It turns out that when my Polish teacher announced we were going to concentrate on politics this term, this was not an excuse to complain about the current Polish government but to teach proper Polish history. This is a great relief to my mind because the current Polish government is just too easy a target in Guardian-reading Edinburgh and my classmates might faint in horror if I mentioned that when it comes to life issues, the Polish Bishops Conference and I are at one.
As there are no Prussians, Austrians or Russians in the class, the Partitions of Poland are controversy-free in Polish 2.6. I recall with chagrin that I got the dates wrong in CWR, but this shall never happen again, for they have been impressed upon my brain by the sheer effort of having to pronounce tysiąc siedemset siedemdziesiątego drugiego roku ( "the year 1772"), etc.
I Rozbiór (First Partition) 1772 r. Poland, once a staggeringly powerful country with masses of territory (see exciting video below), was in a state of inner turmoil. Austria, Prussia and Russia drew up a treaty saying, in effect, "Hey,Prussia says we should take advantage of this situation. Let's do it!" So they toddled in and took away a third of Polish territory before the Poles could do anything about it.
II Rozbiór (Second Partition) 1793 r. Austria was busy fighting France, so this time Prussia and Russia drew up a treaty saying they could further annex Polish territory. This totally destabilized the Polish government and destroyed Polish manufacturing and banking. The economy was shot.

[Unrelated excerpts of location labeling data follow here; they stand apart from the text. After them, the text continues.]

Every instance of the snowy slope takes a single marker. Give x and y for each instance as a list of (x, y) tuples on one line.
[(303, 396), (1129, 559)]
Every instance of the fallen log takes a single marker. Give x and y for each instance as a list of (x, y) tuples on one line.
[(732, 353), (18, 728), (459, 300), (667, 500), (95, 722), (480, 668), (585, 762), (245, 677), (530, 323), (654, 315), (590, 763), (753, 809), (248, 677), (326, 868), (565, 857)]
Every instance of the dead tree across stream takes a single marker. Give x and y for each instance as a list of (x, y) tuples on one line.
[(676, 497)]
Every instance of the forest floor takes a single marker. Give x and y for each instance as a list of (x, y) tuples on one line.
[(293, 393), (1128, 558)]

III Rozbiór (Third Partition) 1795. The Polish uprising (1794) led by Tadeusz Kościuszko vastly annoyed Austria, Prussia and Russia because of its revolutionary ideals as much as its threat to Prussian and Russian bullying. So they all got together and ended Polish self-rule, which made just as much sense to the Poles as Canada, Mexico and Russia dividing up the USA would make to American readers. (Mexico has the numbers, Russia has the cash, Canadians conveniently look and sound like Americans... Hmm. Hmm. Get back to me on this.) At any rate, there was no more Polish government and therefore no more Polish state for 123 years, but clearly there were still Poles.
Here is an amusing Polish video to illustrate all the above. Stick around for the end to watch Poland swell, shrink and swell again through the centuries:
Speaking highly generally, if your first language was Polish during this period of Polish statelessness, you were a Pole. Some argue that to be a Pole is to be a Catholic or at least a Christian (as well as Polish-speaking), but I am not going there. This is the sort of idea the Guardian wails over with barely disguised glee. Adam Mickiewicz and other Polish writers since 1795 have been very keen on the idea that there have been lots of patriotic Polish Jews, and I'm leaving it at that. Presumably Polish Tatars were also patriotic when they were not in cahoots with the Ottoman Empire.

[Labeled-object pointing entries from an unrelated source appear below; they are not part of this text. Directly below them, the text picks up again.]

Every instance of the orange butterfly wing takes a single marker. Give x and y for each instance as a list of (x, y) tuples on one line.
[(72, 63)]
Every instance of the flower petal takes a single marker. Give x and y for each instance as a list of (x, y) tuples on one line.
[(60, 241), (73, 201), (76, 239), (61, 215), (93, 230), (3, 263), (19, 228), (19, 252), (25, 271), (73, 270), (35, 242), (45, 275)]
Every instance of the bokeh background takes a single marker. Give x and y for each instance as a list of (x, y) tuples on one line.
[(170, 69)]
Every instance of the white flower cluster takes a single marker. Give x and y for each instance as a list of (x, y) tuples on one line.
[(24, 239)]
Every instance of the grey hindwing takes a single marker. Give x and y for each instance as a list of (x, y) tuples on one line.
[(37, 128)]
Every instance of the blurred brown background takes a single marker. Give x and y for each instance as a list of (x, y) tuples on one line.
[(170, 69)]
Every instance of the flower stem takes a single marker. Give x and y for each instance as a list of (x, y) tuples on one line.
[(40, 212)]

Now the poor Tatars have to put up with foreign Wahhabist immigrants throwing their weight about--yet another reason why the Polish government is absolutely right to limit Islamic migration. Remember, boys and girls, when you are accused of being Islamophobic before some authority figure, this useful speech: "I like ordinary Muslims. It's the Wahhabist bastards I object to, and their attempts to destroy native Islams, like the faith and way of life of the Tatars in Poland." This should knock your enemy off-guard, as they will have no idea whatsoever that there is an ancient native community of Muslims in Poland, and thus you will have out-sympathized him/her.
By the way, as part of my preparation for my trip to Paris, I have been reviewing in Survival how best to survive a terrorist attack. (Hint: I'm not fussed about the Huguenots or the Soixante-huitards.) The times we live in, eh?